Rationalization of GST rates

Another move that could augur well for the Indian housing sector is streamlining the Goods and Services Tax (GST) regime. This could be achieved by bringing a uniform tax rate for affordable, as well as non-affordable categories. Presently, buyers have to pay 5% GST without input tax credit (ITC) on the purchase of non-affordable homes and pay 1% GST without the ITC while buying affordable properties. In 2019, the government reduced the GST rates applicable to housing, offering higher rebates to the affordable category.
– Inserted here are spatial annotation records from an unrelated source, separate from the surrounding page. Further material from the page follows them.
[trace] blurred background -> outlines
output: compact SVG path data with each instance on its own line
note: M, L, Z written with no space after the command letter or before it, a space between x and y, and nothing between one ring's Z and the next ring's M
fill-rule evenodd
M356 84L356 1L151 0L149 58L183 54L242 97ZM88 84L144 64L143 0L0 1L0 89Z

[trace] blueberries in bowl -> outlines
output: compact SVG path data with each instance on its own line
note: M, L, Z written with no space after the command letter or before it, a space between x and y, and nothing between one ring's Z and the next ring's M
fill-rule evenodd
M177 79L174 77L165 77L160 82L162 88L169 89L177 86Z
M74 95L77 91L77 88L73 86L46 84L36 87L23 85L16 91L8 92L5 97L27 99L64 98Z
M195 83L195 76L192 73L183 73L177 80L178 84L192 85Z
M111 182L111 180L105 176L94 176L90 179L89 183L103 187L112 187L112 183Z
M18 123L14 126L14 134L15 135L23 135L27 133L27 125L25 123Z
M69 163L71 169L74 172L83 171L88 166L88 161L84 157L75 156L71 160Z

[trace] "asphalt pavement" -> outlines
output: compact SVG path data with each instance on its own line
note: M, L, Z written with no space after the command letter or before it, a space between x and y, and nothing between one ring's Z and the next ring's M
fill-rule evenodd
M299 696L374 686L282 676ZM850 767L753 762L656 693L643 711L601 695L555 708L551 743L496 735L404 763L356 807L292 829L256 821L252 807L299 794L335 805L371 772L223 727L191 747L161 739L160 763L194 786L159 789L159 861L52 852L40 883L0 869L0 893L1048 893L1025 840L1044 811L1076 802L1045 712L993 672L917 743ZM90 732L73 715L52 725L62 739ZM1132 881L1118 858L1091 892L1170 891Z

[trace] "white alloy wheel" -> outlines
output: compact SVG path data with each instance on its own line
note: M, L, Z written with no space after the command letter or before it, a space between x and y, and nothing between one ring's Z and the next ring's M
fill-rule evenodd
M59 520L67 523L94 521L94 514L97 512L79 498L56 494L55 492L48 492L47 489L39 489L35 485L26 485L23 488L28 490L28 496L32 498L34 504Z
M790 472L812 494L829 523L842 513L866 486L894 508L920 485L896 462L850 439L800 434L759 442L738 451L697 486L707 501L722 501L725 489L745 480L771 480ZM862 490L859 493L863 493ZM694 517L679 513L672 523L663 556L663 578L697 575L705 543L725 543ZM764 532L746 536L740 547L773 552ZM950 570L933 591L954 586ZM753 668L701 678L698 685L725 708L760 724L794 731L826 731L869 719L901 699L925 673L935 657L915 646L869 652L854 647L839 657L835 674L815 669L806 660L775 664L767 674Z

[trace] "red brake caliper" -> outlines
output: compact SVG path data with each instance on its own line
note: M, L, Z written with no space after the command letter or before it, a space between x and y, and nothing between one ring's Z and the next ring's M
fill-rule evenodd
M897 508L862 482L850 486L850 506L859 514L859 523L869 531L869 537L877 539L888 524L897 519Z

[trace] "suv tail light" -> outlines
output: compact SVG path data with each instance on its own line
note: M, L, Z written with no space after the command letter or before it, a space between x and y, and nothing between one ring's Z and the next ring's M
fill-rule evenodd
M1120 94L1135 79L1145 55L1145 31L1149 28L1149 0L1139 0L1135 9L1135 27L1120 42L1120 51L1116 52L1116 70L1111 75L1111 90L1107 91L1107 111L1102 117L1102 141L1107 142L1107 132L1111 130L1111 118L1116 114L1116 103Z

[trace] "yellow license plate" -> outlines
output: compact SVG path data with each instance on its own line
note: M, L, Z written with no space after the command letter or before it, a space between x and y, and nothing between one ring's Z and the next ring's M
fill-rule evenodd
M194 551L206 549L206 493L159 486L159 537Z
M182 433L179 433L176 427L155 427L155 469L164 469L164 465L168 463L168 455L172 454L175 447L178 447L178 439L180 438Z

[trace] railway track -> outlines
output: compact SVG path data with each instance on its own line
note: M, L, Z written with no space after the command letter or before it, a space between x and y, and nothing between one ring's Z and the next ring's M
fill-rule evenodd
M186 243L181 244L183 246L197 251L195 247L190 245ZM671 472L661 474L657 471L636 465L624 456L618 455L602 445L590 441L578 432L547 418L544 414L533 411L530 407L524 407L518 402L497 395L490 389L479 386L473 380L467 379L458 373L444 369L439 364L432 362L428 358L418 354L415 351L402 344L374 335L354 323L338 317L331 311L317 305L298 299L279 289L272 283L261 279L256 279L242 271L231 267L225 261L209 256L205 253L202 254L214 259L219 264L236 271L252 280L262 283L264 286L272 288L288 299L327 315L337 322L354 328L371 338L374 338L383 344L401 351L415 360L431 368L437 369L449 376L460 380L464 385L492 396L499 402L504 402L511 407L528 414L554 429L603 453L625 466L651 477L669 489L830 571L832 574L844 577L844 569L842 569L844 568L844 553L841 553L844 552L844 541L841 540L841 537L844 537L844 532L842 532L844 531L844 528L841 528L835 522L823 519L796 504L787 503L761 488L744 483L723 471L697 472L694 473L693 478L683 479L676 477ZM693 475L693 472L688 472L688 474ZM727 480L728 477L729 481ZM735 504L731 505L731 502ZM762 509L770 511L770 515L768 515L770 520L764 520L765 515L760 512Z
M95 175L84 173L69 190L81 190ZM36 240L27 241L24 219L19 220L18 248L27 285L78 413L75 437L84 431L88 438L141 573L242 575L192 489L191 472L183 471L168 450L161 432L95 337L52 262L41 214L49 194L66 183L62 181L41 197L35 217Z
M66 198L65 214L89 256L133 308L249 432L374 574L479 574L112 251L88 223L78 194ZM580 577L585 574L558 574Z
If the developers are allowed to enjoy the ITC along with the capped rate of 1% GST across projects, buyers would find property purchases way more cost efficient and much less complicated.

While at it, the center could also extend the deadline for the PMAY’s credit-linked subsidy scheme (CLSS) for the mid-income category for another year, till March 31, 2022. It has already extended the deadline to avail of the benefits of the scheme, for the economically weaker sections (EWS) and the low-income group (LIG) categories.

It is also high time that the government considered granting the sector its long-standing demand – that housing is conferred an industry status, to be able to get priority sector lending from financial institutions. So far, only the affordable housing segment enjoys infrastructure status.

Tax relief for second-home buyers

According to Lincoln Bennet Rodrigues, founder, and chairman of Bennet & Bernard Group, there is also a specific need for IT relief on second homes, as this will benefit home buyers in a big way and stimulate the realty sector. “In the aftermath of the COVID-19 pandemic, people have realized the importance of larger spaces and self-sustained communities. So, the desire to have bigger spaces for the same investment would definitely shift the focus from buying realty in cities to second homes in holiday destinations,” he adds.